Psoriasis

Dubl07

Gael23 wrote: »

If I had a respiratory condition like COPD or Asthma I would be locking myself into a room. Someone with COPD would die from Coronavirus

I'm trying, but when the only slots for groceries are collection from Naas, Greystones and Clare Hall, it's a bit awkward to ask someone to get things for me in Stillorgan. I may have to go in the car and collect.

rubadub

My scalp is in the best shape its been in 10+ years. I had it down to a 1.5 blade, then 0.5 and now is completely clean shaven -closer than no blade on a regular trimmer as my wahl trimmer is a special "balding" one.

It is great being able to apply cream so easily, I dilute dovonex about 1 part to 5 parts vaseline. I wonder if having it so short helps somehow, more light can get to it I suppose, but I wonder if the hair itself caused irritation or something.

I was always worried what the skin would look like totally shaved off, but knew it would have grown back to a blade 1 or 2 in the couple of weeks. It went a little red the first day but that is just skin irritation from shaving, I get the same on my face or back of my neck with the same clipper, a bit of sudocrem would sort that out.

EDIT
Found discussion and a woman even did it and wore wigs

https://www.psoriasis-association.org.uk/forums/topic.aspx?ID=673

I shaved my hair off about 3 years ago and it's the best thing i ever did. cleared up really quick, girls will want to touch your hair and you'll look like a bad ass lol. but seriously will do wonders for the scalp and will look good also number 1 should be fine. now i shave the back and sides and have a little length on top up play with like a us army cut but longer.

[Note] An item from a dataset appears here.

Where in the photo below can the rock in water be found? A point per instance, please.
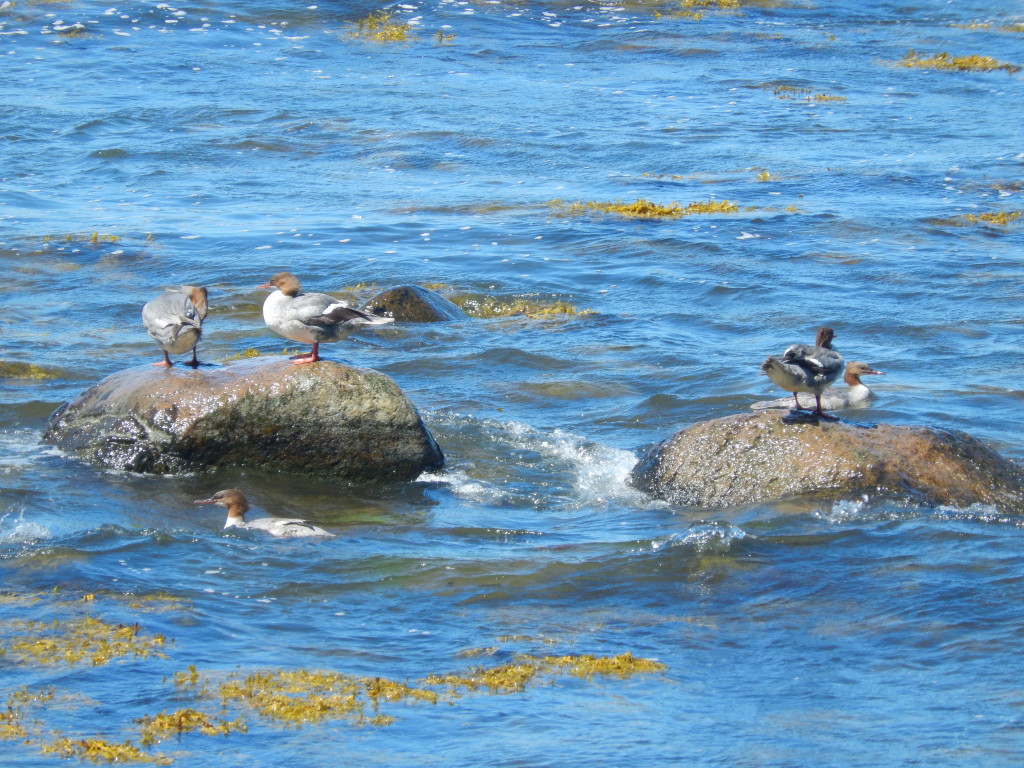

just do it it grows back anyway but its worth it being short, easy to maintain and looks good! i grew a beard to compensate and now have a bit of P on my face but its worth it.

I did it three times over the last 5 years, and it really helped, even when I wore wigs at work (I'm a woman). My hair is medium lenght now, and I still have to use tar and salicylic shampoos and topical corticosteroids regularly to keep it bearable.

I am a 66 year old woman, have always had long, beautiful, thick shiny hair. After seeing that sunlight controls the psoriasis on my other skin, I asked my derma about sunlight and light treatments helping on hairless heads...the answer was a firm, YES. So, I quickly shaved my head before I could change my mind. What a gift I gave to myself.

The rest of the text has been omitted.